Delimited Identifiers

When used in the context of a DBMS, the term identifier denotes any object name that appears in the schema. For example, the cube name is an identifier, as is the dimension name, hierarchy name, level name, member name, property name, and so on.

Many provider implementations allow special characters in an identifier, such as the space character in the member name “Microsoft Office.” Certain providers also allow language keywords to be used as object names. However, it is better to avoid this because the presence of such identifiers can easily disrupt a parser. In the following example, an MDX statement generates a syntax error because the text Microsoft Office.Children cannot be parsed.

SELECT Microsoft Office.Children ON COLUMNS, Quarters.MEMBERS ON ROWS
FROM SalesCube

In this statement, the COLUMNS axis was intended to include all the children of the member Microsoft Office.

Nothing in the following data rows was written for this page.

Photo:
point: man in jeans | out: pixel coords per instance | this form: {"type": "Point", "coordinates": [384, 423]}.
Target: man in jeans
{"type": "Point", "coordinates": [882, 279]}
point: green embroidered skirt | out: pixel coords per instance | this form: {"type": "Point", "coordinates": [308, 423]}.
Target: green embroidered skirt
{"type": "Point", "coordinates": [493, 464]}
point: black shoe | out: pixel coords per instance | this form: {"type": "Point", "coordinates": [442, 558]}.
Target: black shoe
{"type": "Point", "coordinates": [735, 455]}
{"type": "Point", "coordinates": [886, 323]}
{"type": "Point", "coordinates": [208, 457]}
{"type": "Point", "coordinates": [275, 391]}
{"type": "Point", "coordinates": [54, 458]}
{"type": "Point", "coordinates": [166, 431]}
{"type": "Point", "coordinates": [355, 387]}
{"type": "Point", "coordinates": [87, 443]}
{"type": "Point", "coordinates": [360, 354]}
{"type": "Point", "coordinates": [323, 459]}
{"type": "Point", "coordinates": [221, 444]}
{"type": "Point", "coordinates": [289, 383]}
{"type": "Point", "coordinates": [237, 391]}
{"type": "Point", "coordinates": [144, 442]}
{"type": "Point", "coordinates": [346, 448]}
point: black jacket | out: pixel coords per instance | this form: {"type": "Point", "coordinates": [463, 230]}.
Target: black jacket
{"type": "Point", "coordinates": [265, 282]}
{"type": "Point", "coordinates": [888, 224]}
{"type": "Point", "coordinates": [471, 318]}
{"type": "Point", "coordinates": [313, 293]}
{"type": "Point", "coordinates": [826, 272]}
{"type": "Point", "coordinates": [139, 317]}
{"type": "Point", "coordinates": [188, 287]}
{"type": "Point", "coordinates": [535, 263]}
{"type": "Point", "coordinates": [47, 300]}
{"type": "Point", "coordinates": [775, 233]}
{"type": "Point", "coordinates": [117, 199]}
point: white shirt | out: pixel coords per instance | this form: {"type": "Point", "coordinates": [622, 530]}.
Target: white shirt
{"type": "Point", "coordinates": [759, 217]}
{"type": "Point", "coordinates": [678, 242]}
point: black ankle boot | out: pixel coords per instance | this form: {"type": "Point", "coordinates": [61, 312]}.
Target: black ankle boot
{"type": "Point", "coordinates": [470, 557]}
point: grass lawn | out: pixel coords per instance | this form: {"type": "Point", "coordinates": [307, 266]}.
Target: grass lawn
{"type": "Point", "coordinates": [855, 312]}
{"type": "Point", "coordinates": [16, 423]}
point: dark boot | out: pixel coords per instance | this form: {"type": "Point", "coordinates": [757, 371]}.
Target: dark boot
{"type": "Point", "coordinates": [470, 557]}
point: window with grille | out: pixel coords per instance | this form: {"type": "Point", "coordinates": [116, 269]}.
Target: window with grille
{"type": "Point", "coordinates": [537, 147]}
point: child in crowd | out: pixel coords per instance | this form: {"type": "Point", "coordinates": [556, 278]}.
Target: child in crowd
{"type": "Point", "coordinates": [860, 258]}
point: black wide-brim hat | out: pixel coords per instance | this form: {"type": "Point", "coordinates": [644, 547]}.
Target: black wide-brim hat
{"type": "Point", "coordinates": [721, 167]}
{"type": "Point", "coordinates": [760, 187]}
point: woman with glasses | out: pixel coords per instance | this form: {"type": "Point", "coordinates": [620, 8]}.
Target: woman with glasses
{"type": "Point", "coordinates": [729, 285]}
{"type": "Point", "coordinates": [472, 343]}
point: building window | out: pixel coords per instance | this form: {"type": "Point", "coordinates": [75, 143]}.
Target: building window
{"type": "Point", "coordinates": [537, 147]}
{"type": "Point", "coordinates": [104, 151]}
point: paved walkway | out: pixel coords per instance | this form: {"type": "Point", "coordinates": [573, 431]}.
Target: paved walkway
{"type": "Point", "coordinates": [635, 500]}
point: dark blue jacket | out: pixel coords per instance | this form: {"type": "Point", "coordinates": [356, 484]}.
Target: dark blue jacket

The code needs a way to delimit the identifier “Microsoft Office.” To do this, use delimit characters, which are special characters that enclose the identifier and give the parser the ability to treat everything between the delimit characters as a single token. Typically, the square bracket characters ( [ ] ) are used to delimit the quotation. By using square brackets as the delimit characters, the earlier expression can be rewritten as

SELECT [Microsoft Office].Children ON COLUMNS, Quarters.MEMBERS ON ROWS
FROM SalesCube

This statement can be parsed unambiguously.

Delimited identifiers should be used when sending MDX statements to the provider. They should also be used when restricting schema rowsets. Consumers, especially those working with multiple data sources, are strongly encouraged to delimit all identifiers used in an MDX statement or a schema rowset restriction.